Buy.  This.  Book. 

Why?  Because I think it will give you some nifty tricks and deceptively simple morsels to serve to friends or family.  Because the recipes are recognizable favorites, stripped, for the most part, of their processed components, and yet still do-able for most home cooks.  This book is a good example of what I tend to preach and practice, which is: there are many things that you can make from scratch requiring little or no additional effort over the store-bought version.  Take salad dressing for example.  I grew up on Wish-Bone but salad dressing is one of the easiest, most versatile and cheapest things you can make yourself and really won’t take you much longer than opening a bottle.  Folks, it’s oil and vinegar.  And Pam’s method is even easier: drizzle your greens with the oil, salt and pepper, toss, then drizzle with the vinegar. 

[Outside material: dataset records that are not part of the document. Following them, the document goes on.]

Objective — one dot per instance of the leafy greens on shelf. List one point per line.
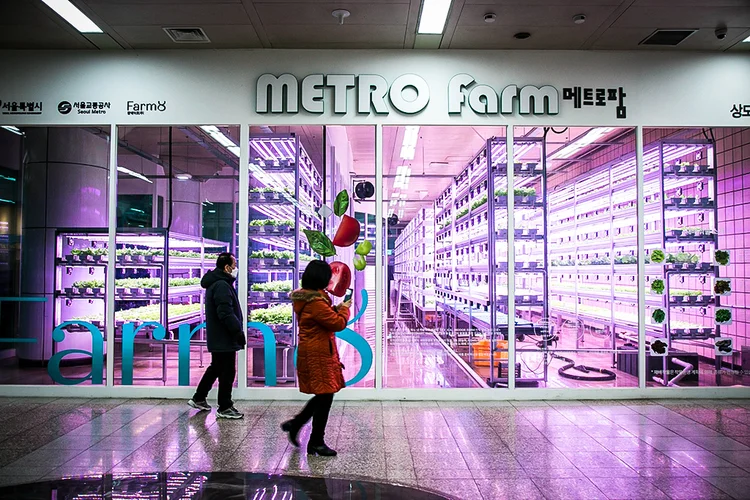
(138, 283)
(272, 222)
(722, 257)
(658, 316)
(722, 287)
(723, 315)
(278, 254)
(272, 286)
(274, 315)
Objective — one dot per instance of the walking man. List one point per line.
(225, 336)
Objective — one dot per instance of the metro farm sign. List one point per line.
(408, 94)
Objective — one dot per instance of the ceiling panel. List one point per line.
(226, 37)
(610, 24)
(284, 13)
(535, 15)
(501, 37)
(17, 37)
(170, 14)
(693, 17)
(314, 36)
(704, 39)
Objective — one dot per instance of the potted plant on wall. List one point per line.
(658, 316)
(722, 257)
(723, 287)
(723, 316)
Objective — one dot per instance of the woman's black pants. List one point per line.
(318, 409)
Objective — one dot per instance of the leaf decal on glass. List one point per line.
(341, 203)
(320, 243)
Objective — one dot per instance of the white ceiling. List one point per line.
(610, 24)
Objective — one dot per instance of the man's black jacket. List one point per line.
(224, 330)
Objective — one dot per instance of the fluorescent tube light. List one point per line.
(15, 130)
(134, 174)
(409, 146)
(433, 16)
(75, 17)
(574, 147)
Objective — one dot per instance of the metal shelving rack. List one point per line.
(701, 169)
(466, 265)
(81, 255)
(531, 276)
(285, 185)
(414, 258)
(592, 220)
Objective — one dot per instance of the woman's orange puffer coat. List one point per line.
(319, 369)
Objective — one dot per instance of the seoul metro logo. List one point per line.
(64, 107)
(185, 333)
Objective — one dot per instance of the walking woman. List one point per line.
(319, 369)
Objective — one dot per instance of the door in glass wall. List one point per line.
(696, 230)
(575, 236)
(53, 231)
(436, 188)
(177, 188)
(311, 197)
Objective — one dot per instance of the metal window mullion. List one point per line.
(242, 244)
(382, 252)
(640, 204)
(511, 262)
(111, 258)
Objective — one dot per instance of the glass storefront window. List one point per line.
(172, 181)
(296, 174)
(53, 229)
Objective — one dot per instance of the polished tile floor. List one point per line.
(525, 450)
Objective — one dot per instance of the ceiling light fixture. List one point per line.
(75, 17)
(341, 14)
(433, 16)
(409, 146)
(222, 139)
(13, 129)
(134, 174)
(576, 146)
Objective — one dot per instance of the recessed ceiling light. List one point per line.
(75, 17)
(433, 16)
(341, 14)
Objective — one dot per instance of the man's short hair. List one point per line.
(224, 260)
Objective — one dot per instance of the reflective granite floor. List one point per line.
(209, 486)
(615, 450)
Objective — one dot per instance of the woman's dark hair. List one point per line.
(224, 260)
(317, 275)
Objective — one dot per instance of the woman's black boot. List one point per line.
(322, 449)
(292, 430)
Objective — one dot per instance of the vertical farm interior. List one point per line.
(575, 247)
(446, 247)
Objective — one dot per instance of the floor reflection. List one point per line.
(208, 485)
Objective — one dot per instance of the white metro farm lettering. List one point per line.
(407, 94)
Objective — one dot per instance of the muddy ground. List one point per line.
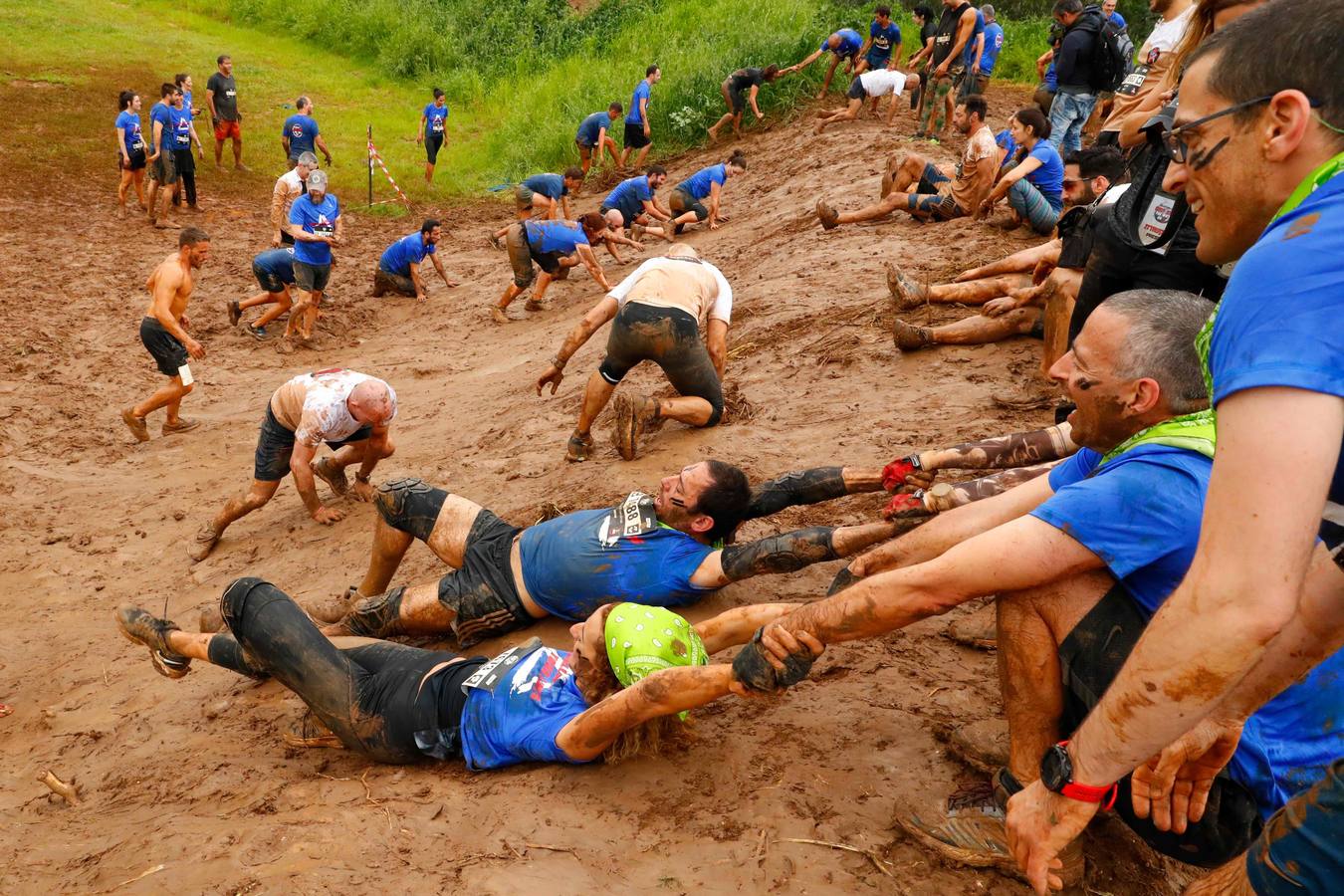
(188, 787)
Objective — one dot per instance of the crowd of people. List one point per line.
(1163, 565)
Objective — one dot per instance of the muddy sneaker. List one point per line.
(331, 474)
(181, 425)
(828, 216)
(910, 337)
(134, 423)
(141, 627)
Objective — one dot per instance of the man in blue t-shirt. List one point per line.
(300, 133)
(316, 226)
(659, 551)
(1081, 560)
(398, 269)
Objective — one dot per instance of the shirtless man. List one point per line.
(164, 334)
(351, 411)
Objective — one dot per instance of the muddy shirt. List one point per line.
(314, 406)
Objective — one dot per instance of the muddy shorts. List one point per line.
(276, 445)
(373, 696)
(1091, 657)
(671, 338)
(163, 346)
(312, 277)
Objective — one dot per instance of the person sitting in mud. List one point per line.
(275, 273)
(688, 196)
(620, 692)
(660, 551)
(1079, 561)
(871, 84)
(398, 269)
(163, 331)
(1029, 292)
(351, 411)
(659, 311)
(554, 246)
(740, 91)
(929, 192)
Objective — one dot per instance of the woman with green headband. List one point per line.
(622, 689)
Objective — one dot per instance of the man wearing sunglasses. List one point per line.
(1258, 149)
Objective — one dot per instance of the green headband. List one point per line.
(642, 639)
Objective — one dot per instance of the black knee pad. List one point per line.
(410, 506)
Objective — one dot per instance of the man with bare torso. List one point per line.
(164, 334)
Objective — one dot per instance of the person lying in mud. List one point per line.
(657, 314)
(665, 550)
(621, 691)
(1079, 561)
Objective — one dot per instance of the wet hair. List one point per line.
(726, 500)
(191, 235)
(1160, 344)
(1293, 58)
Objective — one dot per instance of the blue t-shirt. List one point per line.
(1050, 176)
(127, 123)
(591, 127)
(302, 131)
(550, 185)
(849, 43)
(1141, 516)
(277, 262)
(641, 91)
(315, 218)
(1278, 323)
(521, 719)
(883, 42)
(436, 118)
(698, 184)
(406, 251)
(570, 569)
(994, 43)
(560, 237)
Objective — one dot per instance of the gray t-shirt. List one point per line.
(226, 96)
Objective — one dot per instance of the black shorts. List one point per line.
(163, 346)
(373, 696)
(671, 338)
(276, 445)
(312, 277)
(1091, 657)
(634, 137)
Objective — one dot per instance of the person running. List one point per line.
(315, 225)
(593, 135)
(554, 246)
(352, 412)
(163, 331)
(687, 200)
(227, 121)
(740, 91)
(637, 131)
(926, 191)
(275, 273)
(289, 187)
(843, 46)
(1033, 185)
(433, 131)
(657, 314)
(871, 84)
(661, 550)
(130, 150)
(398, 269)
(300, 133)
(622, 691)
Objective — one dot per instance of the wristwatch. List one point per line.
(1056, 773)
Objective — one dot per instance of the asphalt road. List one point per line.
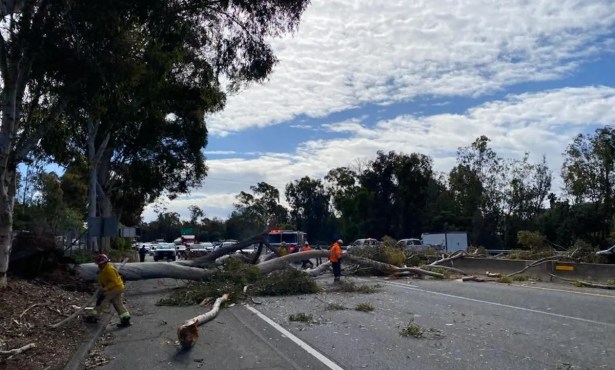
(466, 326)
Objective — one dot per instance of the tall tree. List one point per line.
(41, 67)
(309, 207)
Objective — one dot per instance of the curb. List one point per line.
(77, 360)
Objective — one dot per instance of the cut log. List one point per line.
(148, 270)
(452, 257)
(12, 352)
(585, 283)
(188, 332)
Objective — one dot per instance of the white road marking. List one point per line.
(501, 304)
(322, 358)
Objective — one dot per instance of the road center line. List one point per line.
(501, 305)
(322, 358)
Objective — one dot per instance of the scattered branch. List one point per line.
(17, 351)
(585, 283)
(27, 309)
(188, 332)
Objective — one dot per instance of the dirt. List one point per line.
(27, 307)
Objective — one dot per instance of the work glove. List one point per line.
(100, 297)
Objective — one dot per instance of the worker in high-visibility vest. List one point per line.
(335, 257)
(112, 287)
(306, 263)
(282, 251)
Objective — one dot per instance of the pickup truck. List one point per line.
(165, 251)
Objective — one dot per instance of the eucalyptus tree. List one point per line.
(309, 207)
(48, 54)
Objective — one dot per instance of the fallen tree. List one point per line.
(188, 332)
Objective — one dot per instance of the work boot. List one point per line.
(124, 322)
(90, 319)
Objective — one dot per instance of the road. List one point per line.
(466, 326)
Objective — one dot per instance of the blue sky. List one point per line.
(410, 76)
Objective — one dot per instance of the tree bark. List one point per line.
(188, 332)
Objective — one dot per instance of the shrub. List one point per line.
(412, 330)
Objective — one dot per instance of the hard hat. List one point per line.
(101, 259)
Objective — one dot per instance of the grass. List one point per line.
(301, 317)
(364, 307)
(335, 307)
(412, 330)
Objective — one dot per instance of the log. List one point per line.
(16, 351)
(148, 270)
(585, 283)
(188, 332)
(452, 257)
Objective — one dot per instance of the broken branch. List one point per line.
(188, 332)
(17, 351)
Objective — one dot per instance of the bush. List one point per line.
(532, 240)
(412, 330)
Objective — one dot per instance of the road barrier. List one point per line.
(570, 270)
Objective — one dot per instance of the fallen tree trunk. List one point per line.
(188, 332)
(16, 351)
(148, 270)
(452, 257)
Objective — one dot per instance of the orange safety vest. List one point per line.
(335, 253)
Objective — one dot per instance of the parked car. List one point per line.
(609, 253)
(165, 251)
(367, 242)
(200, 249)
(412, 244)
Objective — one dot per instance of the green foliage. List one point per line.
(348, 286)
(301, 317)
(412, 330)
(364, 307)
(532, 240)
(335, 307)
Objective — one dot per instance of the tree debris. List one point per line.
(188, 332)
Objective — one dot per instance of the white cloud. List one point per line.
(541, 123)
(348, 53)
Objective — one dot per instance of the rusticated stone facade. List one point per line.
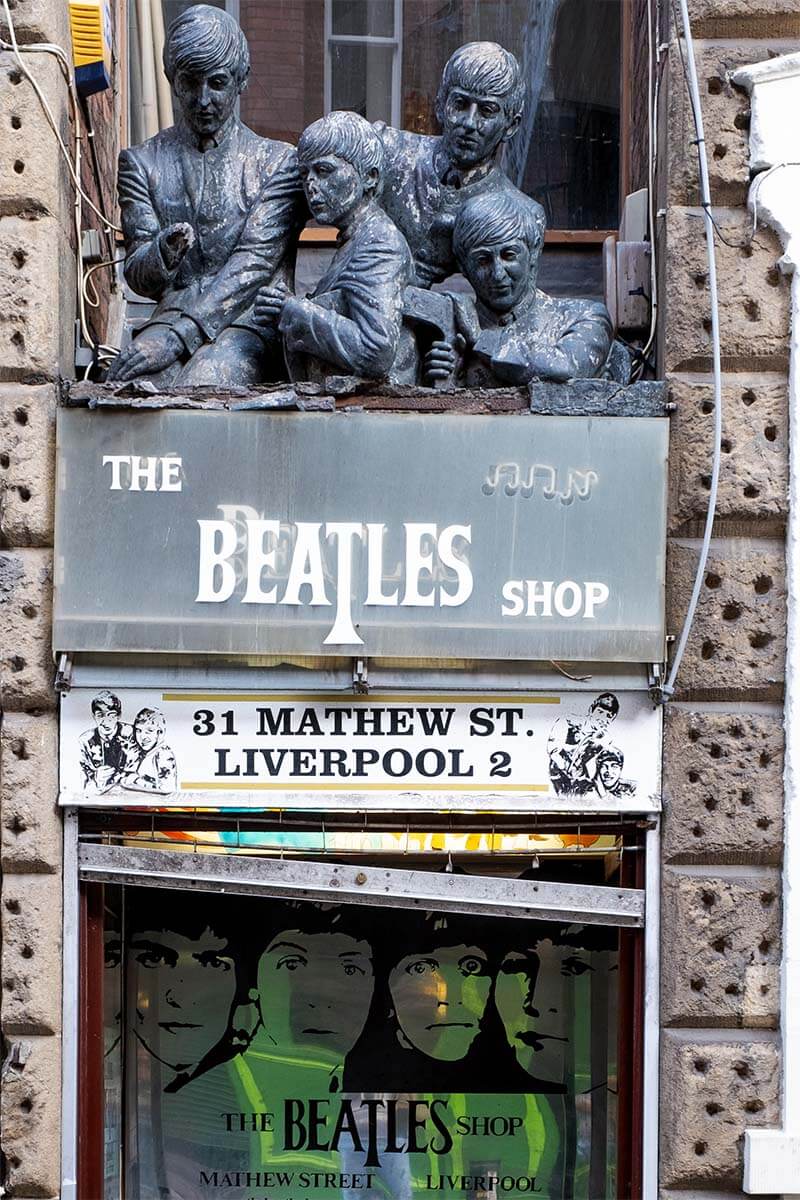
(722, 827)
(723, 745)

Roasted Almond and Cream-Cheese-Stuffed Green Olives

I love that the recipes are organized into complete meals including appetizers and dessert and they all work together.  So no guess work as to whether you’re getting yourself into two major cooking projects at once or whether everything will be done at the same time.

Tamale Pie

There are pictures of every main dish and many of the sides as well.  And for those with even less time or confidence some even shorter-cuts are given for many of the dishes.

My husband, who will tell you himself that he is not an accomplished cook, tackled a full meal from this book with great success.  And even more telling: he chose to make another recipe all on his own because he likes the the way these recipes are composed and presented.  A cookbook that can satisfy an accomplished home-cook and one with basic skills is truly worth your bookshelf space.

These are user-friendly, approachable recipes designed to gather ’round.  They will look good on your serving platters, will satisfy your hunger and give your home that pleasant “foody” aroma that says to one and all: dinner is being cooked here and don’t be late!